In Pattern Recognition and Machine Learning Ch 5.5.5 Bishop derives a regulariser for neural networks that is equivalent to the tangent propagation regulariser (a regulariser that is invariant to certain types of transformations). The regularisation term is given by 5.134:

$$\Omega=\frac{1}{2}\int(\tau^T\nabla y(x))^2p(x)dx$$

where $$\tau=\frac{\partial s(x,\xi)}{\partial \xi }$$

Then the author states that for a transformation that consists of addition of random noise i.e.

$$s(x,\xi)=x+\xi$$

the regulariser reduces to Tikhonov regularization and has the form:

$$\Omega=\frac{1}{2}\int||\nabla y(x)||^2p(x)dx$$

I'm trying to figure out how to evaluate the derivative $\tau$ when $s(x,\xi)=x+\xi$.

I think $x$ is a vector and so $\xi$ must also be a vector in which case I believe the derivative should be equal to the identity and you get $$(\tau^T\nabla y(x))^2=(I^T\nabla y(x))^2=(I\nabla y(x))^2=(\nabla y(x))^2 \neq ||\nabla y(x)||^2$$.

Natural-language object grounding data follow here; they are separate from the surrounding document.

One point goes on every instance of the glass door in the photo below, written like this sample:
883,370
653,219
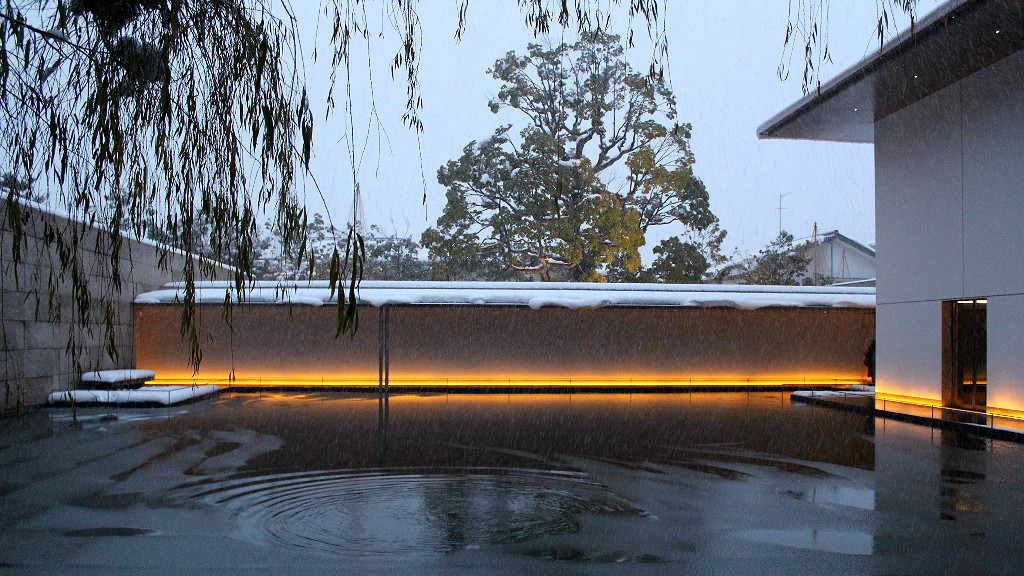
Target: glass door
969,347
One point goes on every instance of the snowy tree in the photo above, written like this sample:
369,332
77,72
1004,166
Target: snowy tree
547,202
393,257
777,263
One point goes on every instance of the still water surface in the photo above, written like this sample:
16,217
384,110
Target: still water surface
539,484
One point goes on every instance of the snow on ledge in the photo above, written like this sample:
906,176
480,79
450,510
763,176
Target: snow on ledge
532,294
165,396
114,376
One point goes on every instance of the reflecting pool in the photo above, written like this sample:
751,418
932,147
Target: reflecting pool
723,483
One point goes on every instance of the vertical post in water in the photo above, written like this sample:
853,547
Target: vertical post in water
387,345
383,419
380,350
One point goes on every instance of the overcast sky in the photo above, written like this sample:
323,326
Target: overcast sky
723,62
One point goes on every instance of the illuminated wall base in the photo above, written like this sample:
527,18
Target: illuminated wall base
513,346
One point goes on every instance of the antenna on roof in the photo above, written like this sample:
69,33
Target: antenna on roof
780,211
357,216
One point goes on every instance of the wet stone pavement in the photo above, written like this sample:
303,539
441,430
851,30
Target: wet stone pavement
517,484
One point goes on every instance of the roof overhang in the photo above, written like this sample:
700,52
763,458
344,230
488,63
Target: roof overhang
951,43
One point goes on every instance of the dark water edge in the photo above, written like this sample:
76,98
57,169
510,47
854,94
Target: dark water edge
720,483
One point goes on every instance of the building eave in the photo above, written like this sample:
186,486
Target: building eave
949,44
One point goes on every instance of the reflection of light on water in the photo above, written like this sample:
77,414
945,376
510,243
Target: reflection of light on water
843,495
847,542
410,515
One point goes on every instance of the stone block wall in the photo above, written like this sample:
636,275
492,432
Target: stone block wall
39,306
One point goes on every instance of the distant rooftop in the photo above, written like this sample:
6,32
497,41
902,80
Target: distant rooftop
949,44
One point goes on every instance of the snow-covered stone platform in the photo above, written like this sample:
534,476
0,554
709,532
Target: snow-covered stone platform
534,294
862,399
145,396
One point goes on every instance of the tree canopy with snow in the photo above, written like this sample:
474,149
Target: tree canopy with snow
600,160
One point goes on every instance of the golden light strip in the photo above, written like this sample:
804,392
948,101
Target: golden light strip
517,382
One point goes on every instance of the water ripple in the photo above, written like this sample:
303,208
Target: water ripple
415,513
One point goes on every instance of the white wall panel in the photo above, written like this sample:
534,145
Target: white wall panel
919,219
1006,352
993,179
908,356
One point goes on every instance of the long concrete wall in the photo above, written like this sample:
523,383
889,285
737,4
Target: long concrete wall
34,360
519,345
949,176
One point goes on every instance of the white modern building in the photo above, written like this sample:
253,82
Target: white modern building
944,108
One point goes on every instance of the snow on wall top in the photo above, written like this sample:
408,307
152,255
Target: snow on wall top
532,294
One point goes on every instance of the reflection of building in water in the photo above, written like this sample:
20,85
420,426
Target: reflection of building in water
942,107
947,478
963,468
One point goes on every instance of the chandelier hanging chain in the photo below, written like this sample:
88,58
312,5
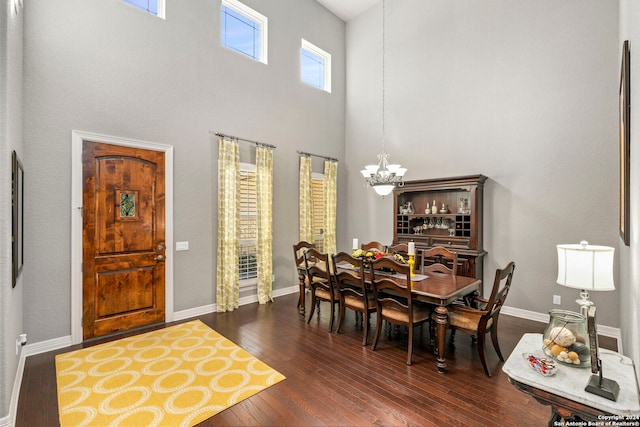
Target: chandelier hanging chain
383,70
383,177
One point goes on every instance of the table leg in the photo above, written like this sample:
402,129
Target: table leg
301,298
442,319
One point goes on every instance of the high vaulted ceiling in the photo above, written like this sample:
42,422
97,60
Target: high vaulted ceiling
347,9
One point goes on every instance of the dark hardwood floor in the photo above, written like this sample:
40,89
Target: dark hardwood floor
333,381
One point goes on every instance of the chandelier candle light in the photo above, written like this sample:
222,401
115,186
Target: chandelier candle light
383,177
411,252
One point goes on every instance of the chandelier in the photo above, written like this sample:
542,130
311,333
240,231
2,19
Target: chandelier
383,177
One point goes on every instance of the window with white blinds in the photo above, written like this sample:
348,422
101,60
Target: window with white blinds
154,7
248,223
317,183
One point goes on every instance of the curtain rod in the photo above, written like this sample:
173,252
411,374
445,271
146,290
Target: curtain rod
317,155
222,135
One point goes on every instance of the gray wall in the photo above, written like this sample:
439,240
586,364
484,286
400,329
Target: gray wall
106,67
523,92
10,139
630,256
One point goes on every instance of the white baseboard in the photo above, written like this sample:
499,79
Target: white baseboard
57,343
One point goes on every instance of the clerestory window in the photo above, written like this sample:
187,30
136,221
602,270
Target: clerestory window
244,30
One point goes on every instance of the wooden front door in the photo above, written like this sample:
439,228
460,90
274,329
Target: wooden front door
123,272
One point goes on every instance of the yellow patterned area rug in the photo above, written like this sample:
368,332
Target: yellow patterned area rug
177,376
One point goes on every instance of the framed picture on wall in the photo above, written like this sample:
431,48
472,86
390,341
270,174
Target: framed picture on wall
625,147
17,217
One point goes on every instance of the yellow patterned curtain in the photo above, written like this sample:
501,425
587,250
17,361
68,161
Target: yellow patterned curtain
264,186
330,192
228,276
306,200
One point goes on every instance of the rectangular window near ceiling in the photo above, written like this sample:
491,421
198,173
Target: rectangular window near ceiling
244,30
248,261
315,66
317,188
154,7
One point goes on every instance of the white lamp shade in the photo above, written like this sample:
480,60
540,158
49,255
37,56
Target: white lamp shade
383,189
585,266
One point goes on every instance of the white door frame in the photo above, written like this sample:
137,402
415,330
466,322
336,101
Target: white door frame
77,137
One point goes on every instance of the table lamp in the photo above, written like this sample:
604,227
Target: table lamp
585,267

EDIT: Okay so I think I solved it. I posted the answer below, but basically: $(\tau^T \nabla y(x))^2=(\tau^T \nabla y(x))(\tau^T \nabla y(x))=(\nabla y(x)^T \tau)(\tau^T \nabla y(x))=(\nabla y(x)^T (\tau \tau^T) \nabla y(x))=(\nabla y(x)^T (I I^T) \nabla y(x))=\nabla y(x)^T \nabla y(x) = ||\nabla y(x)||^2$

tail_recursion
  • 249
  • 1
  • 7

1 Answers1

1

We have

$$\tau=\frac{\partial s(x,\xi)}{\partial \xi}=\frac{\partial (x+\xi)}{\partial \xi}=I$$

then

$$(\tau^T \nabla y(x))^2=(\tau^T \nabla y(x))(\tau^T \nabla y(x))=(\nabla y(x)^T \tau)(\tau^T \nabla y(x))=(\nabla y(x)^T (\tau \tau^T) \nabla y(x))=(\nabla y(x)^T (I I^T) \nabla y(x))=\nabla y(x)^T \nabla y(x) = ||\nabla y(x)||^2$$

tail_recursion
  • 249
  • 1
  • 7